Belize is a wonderful place to holiday, not only does is offer easy access to the the Barrier Reef, this small country has a wide diversity of landscapes and of peoples. Belize, formally British Honduras, is peopled by Mestizos, Creole, Maya and Garifuna. The culture of the Mayans lives on in a country with a rich heritage of Mayan sites, some fully excavated and presented for tourism, many more emerging from the jungle – we particularly enjoyed El Pilar on the border with Guatemala. The Garifuna have maintained their cultural identity through their language and continues to live in villages along the southern coast of Belize, their music is distinctive, rich and attractive – listen to some. Drinking Rum Bitters and listening to local Garifuna drummers at King Cassava’s in Hopkins Bat was one of the highlights of the trip.
Belize is a tiny country with ~300,000 people at the crossroads of Central America and the Caribbean. With 40% of the population 14 years or younger, the median age is 20. Belize is ravished by hurricanes and threatened by sea level rise, it has much to lose from global warming. But like many poor countries in the tropics it is heavily reliant upon tourism.

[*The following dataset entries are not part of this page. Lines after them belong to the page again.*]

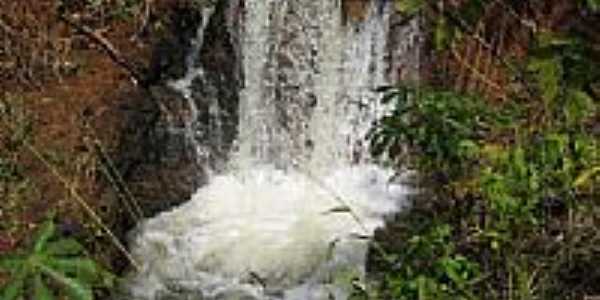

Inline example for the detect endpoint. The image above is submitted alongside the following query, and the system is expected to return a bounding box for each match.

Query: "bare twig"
[60,14,144,85]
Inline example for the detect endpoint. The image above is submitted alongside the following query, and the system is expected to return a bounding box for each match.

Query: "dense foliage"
[0,221,112,300]
[363,1,600,299]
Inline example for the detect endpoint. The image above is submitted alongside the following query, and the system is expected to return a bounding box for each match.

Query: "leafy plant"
[0,221,113,300]
[369,86,503,176]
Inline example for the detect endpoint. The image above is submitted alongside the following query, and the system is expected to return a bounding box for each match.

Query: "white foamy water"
[127,0,420,300]
[127,166,405,299]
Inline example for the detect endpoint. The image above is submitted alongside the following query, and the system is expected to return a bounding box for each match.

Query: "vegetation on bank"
[355,0,600,300]
[0,0,600,300]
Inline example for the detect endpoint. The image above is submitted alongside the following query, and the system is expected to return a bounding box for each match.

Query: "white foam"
[126,165,406,300]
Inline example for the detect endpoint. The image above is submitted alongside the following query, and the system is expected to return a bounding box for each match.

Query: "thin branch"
[59,14,144,85]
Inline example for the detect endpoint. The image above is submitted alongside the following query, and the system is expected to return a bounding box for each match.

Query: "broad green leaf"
[573,166,600,187]
[44,238,84,256]
[33,274,54,300]
[396,0,426,15]
[33,220,56,253]
[565,89,594,125]
[40,265,94,300]
[45,258,102,284]
[1,270,27,300]
[0,255,26,273]
[527,57,561,103]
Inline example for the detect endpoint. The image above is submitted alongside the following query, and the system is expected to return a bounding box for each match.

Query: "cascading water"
[127,0,414,300]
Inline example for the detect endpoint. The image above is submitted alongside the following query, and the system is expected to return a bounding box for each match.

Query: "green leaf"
[527,57,561,103]
[45,258,102,284]
[2,269,27,300]
[0,254,26,273]
[573,166,600,187]
[396,0,426,15]
[33,274,54,300]
[33,220,56,253]
[40,265,94,300]
[44,238,85,256]
[565,89,594,125]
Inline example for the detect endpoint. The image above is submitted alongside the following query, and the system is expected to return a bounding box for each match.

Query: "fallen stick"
[59,14,144,85]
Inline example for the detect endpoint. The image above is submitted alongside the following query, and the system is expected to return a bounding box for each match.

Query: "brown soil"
[0,0,175,272]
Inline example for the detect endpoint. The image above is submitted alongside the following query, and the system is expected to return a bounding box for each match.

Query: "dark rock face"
[108,1,240,220]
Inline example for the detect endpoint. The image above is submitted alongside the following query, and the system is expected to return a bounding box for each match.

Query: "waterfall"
[127,0,417,300]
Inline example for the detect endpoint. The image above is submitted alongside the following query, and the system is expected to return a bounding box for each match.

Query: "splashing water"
[128,0,420,300]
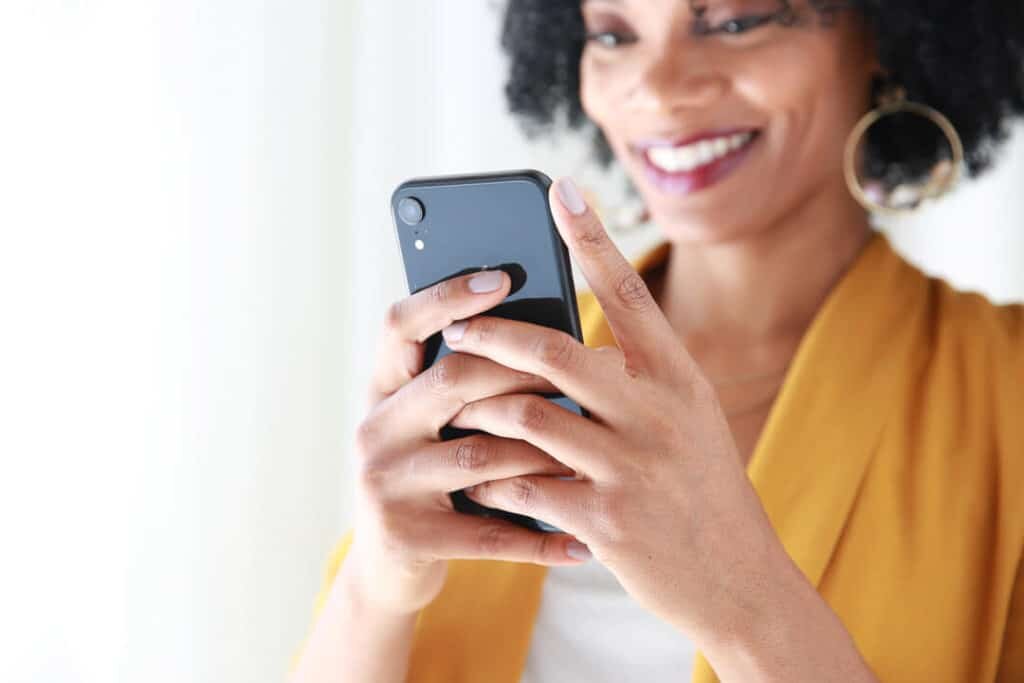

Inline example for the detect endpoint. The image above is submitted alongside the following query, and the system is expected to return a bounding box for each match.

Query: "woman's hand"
[444,181,872,679]
[342,270,593,613]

Belize gets 3 million cruise ship day visitors per year and 300,000 tourists – with a new government in office the country needs all the tourists it can attract. The new government has inherited unsustainable levels of debt and an economy composed of tourism and plantation crops – oranges, bananas and sugar. Black and Green chocolate purchases cacao in the south and we were shown how to make chocolate by a village woman who has developed an agri-tourism business which prospers in the south – far away from the cruise tourists whose experience is limited to what is offered by the cruise lines through their vertically integrated partners.
Belize needs more tourists – if you travel off the beaten track and spend money in the local economy you can make a real difference in Belize and it has a wealth of cultural and biodiversity. We shall be going back.